Nouveau flirt de Sheila Copps avec le NPD

Ottawa — Sheila Copps a encore une fois flirté avec le NPD hier même si elle continue de se battre fermement pour obtenir l'investiture libérale dans une circonscription de Hamilton nouvellement créée.

Elle s'est présentée à une conférence organisée conjointement avec le député néo-démocrate Pat Martin pour annoncer le dépôt d'un projet de loi privé visant à protéger les régimes et les prestations de retraite des travailleurs dans les cas de faillites d'entreprises.

Mme Copps a affirmé que la précarité de trois entreprises importantes de (sa ville natale) Hamilton — le géant de l'acier Stelco, son concurrent Slater Steel de même que le fabricant d'électroménagers Camco — l'a convaincue d'appuyer le projet de loi du NPD avant de présenter le sien sur la même question.

Stelco s'est placée sous la protection de la loi des faillites plus tôt ce mois-ci.

«Des milliers de personnes à Hamilton se demandent comment préparer leurs retraites», a affirmé la députée. «Il y a des travailleurs de l'acier affolés qui viennent à mon bureau... La question à laquelle ce projet de loi répond est: qui vient en premier, les banques ou les employés?»

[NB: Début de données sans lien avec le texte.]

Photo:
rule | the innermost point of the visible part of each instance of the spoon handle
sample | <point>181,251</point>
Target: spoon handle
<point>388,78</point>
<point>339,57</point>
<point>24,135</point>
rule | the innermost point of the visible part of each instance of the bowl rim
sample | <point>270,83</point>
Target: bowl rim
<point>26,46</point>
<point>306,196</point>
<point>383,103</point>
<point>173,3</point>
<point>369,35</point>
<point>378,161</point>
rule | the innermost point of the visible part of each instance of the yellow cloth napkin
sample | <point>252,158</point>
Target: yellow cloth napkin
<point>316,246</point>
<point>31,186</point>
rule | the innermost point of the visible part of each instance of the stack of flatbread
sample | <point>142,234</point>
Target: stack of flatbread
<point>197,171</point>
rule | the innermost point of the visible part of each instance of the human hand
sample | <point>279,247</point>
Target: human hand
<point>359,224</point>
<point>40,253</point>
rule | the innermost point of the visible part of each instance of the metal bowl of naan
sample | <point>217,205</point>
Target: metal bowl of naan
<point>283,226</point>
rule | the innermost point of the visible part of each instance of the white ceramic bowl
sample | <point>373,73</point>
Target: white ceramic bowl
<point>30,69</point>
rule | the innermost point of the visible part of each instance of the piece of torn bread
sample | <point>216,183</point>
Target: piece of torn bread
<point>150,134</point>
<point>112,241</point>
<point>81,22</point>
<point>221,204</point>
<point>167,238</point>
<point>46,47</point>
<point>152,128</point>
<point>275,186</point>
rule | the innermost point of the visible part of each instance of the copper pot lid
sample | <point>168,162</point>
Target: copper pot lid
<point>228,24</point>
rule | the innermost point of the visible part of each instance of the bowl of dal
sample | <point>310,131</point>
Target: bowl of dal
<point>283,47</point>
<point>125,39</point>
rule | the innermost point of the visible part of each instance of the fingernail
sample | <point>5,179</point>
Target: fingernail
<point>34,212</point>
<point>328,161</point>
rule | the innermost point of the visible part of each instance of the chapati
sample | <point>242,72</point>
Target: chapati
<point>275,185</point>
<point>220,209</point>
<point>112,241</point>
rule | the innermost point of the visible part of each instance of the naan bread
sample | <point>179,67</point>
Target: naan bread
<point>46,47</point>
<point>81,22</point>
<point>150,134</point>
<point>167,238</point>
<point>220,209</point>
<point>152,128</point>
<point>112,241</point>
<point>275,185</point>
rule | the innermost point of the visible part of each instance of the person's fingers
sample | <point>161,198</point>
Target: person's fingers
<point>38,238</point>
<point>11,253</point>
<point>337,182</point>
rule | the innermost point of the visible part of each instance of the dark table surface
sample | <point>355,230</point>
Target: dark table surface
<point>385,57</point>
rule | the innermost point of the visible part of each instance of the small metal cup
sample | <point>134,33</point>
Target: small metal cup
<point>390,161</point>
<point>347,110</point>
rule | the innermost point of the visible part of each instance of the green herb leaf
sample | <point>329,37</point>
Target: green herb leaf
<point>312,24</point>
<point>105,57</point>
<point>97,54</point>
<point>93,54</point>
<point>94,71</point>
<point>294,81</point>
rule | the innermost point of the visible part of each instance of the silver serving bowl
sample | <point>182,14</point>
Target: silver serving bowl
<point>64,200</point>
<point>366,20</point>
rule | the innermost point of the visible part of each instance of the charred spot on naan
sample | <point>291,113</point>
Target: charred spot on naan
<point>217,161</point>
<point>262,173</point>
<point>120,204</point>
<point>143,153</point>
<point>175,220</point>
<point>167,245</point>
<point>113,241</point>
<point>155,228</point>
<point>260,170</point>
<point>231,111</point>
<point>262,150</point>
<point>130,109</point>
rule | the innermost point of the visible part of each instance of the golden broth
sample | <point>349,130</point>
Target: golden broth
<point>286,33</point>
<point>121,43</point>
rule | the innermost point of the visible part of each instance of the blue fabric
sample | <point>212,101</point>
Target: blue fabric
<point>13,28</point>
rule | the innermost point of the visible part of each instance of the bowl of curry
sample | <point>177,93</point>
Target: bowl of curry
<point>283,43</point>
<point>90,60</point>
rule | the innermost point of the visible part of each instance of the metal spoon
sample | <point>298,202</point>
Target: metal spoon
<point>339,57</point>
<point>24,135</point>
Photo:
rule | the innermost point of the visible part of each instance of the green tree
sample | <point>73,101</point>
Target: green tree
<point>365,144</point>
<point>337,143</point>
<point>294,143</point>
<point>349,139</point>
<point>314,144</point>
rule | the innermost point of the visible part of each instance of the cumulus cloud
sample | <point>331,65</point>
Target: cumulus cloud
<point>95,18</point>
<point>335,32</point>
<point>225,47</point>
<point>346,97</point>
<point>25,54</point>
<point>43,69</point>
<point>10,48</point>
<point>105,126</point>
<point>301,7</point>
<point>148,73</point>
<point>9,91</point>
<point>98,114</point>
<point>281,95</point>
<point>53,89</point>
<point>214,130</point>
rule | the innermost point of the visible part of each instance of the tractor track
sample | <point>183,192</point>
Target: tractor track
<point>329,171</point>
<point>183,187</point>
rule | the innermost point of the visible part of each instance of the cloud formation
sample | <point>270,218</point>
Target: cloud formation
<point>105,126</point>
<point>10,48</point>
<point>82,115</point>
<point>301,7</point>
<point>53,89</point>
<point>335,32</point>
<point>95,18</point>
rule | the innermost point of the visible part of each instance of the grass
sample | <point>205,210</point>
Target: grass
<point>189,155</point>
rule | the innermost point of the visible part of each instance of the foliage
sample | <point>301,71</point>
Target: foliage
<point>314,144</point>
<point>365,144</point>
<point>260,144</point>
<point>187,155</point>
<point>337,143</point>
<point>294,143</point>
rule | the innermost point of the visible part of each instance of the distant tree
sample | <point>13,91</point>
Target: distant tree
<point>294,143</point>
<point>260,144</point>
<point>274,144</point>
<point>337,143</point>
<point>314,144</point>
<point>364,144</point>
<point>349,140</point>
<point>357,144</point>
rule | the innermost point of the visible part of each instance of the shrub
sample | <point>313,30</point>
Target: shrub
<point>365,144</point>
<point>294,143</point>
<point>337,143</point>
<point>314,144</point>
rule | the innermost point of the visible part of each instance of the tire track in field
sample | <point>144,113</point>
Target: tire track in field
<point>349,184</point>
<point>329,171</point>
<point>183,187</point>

Sheila Copps a dit que sa décision d'appuyer ce projet de loi privé, qui a déjà été présenté sous d'autres formes par M. Martin dans le passé, n'était pas un signe qu'elle se prépare à se joindre aux néo-démocrates, même si elle y a réfléchi publiquement le mois dernier après une rencontre avec le chef du parti, Jack Layton.

«Je crois qu'il y aura beaucoup de libéraux qui auront de bonnes dispositions [par rapport au projet de loi].»

Elle a ajouté que le projet de réforme démocratique du premier ministre Paul Martin, incluant la tenue de votes libres aux Communes, devrait permettre à ce projet de loi d'être adopté même si le cabinet libéral le désapprouve.

Mme Copps, qui a été exclue du cabinet libéral à l'arrivée de Paul Martin au pouvoir, a nié que sa décision d'appuyer un projet de loi privé du NPD soit un coup porté au premier ministre.

M. Martin a été critiqué pour la disparition en 1997 du régime de retraite d'employés d'une compagnie de transport par autocar qu'il détenait à 50 %.

Le régime de retraite chez Voyageur Colonial n'a pu remplir ses obligations après que la société de portefeuille de M. Martin, CSL Equity Investments Ltd., eut vendu ses circuits et son service de livraison de colis, ce qui entraîna un déficit de 2,4 millions à la caisse de retraite. Les employés ont ainsi perdu jusqu'à 30 % de leurs prestations de retraite.